On this account it makes sense to ask questions about namespace names, e.g. "What namespace name will XSLT 2.0 use?" and about expanded names, e.g. "Does the definition of the element type named < http://www.w3.org/Style/1998/Transform, output > change between XSLT 1.0 and XSLT 2.0?", but questions about namespaces as such are rarely if ever useful (unless of course they're understood as questions about namespace names or about some otherwise-defined set of expanded names with a namespace name in common).

3. From namespaces to languages

Taking the argument one step further, it is a necessary consequence of the position outlined above that it is incoherent to understand e.g. "Such-and-such an element type is defined in the XSLT namespace" to mean that the XSLT namespace contains element types (or element declarations). Considering things carefully, we must understand this sentence as meaning that the XSLT language uses the expanded name < http://www.w3.org/Style/1998/Transform, such-and-such > for some element type for some purpose. This perspective fits particularly well with a schema language such as W3C XML Schema in which a schema document for a particular target namespace corresponds to a schema which assigns element declarations, type definitions, etc. to expanded names all of whose namespace name is that target namespace, but any schema language which supports namespaces at all must in the end function to associate one or more definitions with a particular expanded name.

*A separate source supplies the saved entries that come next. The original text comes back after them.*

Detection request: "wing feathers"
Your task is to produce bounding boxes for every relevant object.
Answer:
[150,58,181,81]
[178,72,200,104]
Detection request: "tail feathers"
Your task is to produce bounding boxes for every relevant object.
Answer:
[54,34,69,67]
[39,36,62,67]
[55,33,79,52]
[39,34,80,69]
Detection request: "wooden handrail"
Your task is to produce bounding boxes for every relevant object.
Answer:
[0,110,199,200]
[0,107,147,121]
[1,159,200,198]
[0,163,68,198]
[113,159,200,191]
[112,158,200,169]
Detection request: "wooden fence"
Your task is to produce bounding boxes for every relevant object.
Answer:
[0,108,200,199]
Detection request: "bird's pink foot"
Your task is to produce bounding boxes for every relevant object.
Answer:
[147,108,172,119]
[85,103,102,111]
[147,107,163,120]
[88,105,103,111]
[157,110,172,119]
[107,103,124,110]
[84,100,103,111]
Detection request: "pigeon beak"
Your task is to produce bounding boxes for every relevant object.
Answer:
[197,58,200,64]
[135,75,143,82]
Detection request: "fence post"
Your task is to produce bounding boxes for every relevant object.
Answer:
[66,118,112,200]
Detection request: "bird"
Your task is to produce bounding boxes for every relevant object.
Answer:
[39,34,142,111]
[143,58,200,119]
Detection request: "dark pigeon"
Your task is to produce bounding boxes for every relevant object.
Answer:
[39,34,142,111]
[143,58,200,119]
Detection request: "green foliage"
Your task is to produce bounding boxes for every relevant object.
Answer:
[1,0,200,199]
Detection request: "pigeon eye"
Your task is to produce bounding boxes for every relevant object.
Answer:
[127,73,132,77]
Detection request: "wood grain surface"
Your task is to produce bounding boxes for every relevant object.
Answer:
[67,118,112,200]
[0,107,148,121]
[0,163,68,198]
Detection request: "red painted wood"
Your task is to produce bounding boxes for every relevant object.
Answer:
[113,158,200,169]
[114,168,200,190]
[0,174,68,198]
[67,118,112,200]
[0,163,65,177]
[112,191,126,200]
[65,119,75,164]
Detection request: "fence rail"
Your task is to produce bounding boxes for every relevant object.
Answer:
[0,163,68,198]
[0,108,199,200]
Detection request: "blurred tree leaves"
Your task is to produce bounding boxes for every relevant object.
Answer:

So it's languages (or as we used to say, applications, in the SGML sense) which provide definitions for expanded names. A language might provide one and only one definition for a particular expanded name, but evidently in many cases a particular expanded name may have more than one definition, because it gets used in the language in more than one sort of way, e.g. to name an element type and an attribute type. Note I'm using 'definition' here to cover everything a language has to say about a particular use of an expanded name -- syntax, semantics, whatever -- I'll come back to this below.

It's important to distinguish three uses of expanded names:for classes of infoitems in XML languages in general, and the use of expanded

1.		As names for (classes of) infoitems in XML languages in general, without explicit formal definitions. Every well-formed XML document has named element types, even without a DTD or other form of schema, and many have attribute types, and some have named anchors.
2.		As names for things in application data models in general. Even from the XML-is-for-human-documents perspective, there's an application data model distinct from the 'raw' infoitem model, and in most data models some of the constituents have names.
3.		As names for things in the application domain of what we might call XML definition languages such as W3C XML Schema, Relax NG, OWL, SVG or WSDL. Such languages have as an important part of their overall semantics the assignment of names to constructs in their domain or data model, e.g. simple type definitions for W3C XML Schema, patterns for Relax NG, classes for OWL, views for SVG and interfaces for WSDL.

In what follows I'm going to focus on the somewhat convoluted case where the application domain is itself the definition of XML languages. Thus languages such as W3C XML Schema, Relax NG and WSDL are the primary focus hereafter.

4. Ambiguity

When a word has more than one meaning in a natural language, we say it's ambiguous. The same thing happens with respect to an XML language, that is, it uses the same expanded name for more than one thing. Ambiguous expanded names are a problem for Web Architecture, which says [http://www.w3.org/TR/webarch/#qname-mapping] "A specification in which QNames serve as resource identifiers MUST provide a mapping to URIs". One concrete goal of the analysis given here is, then, to try to address this problem.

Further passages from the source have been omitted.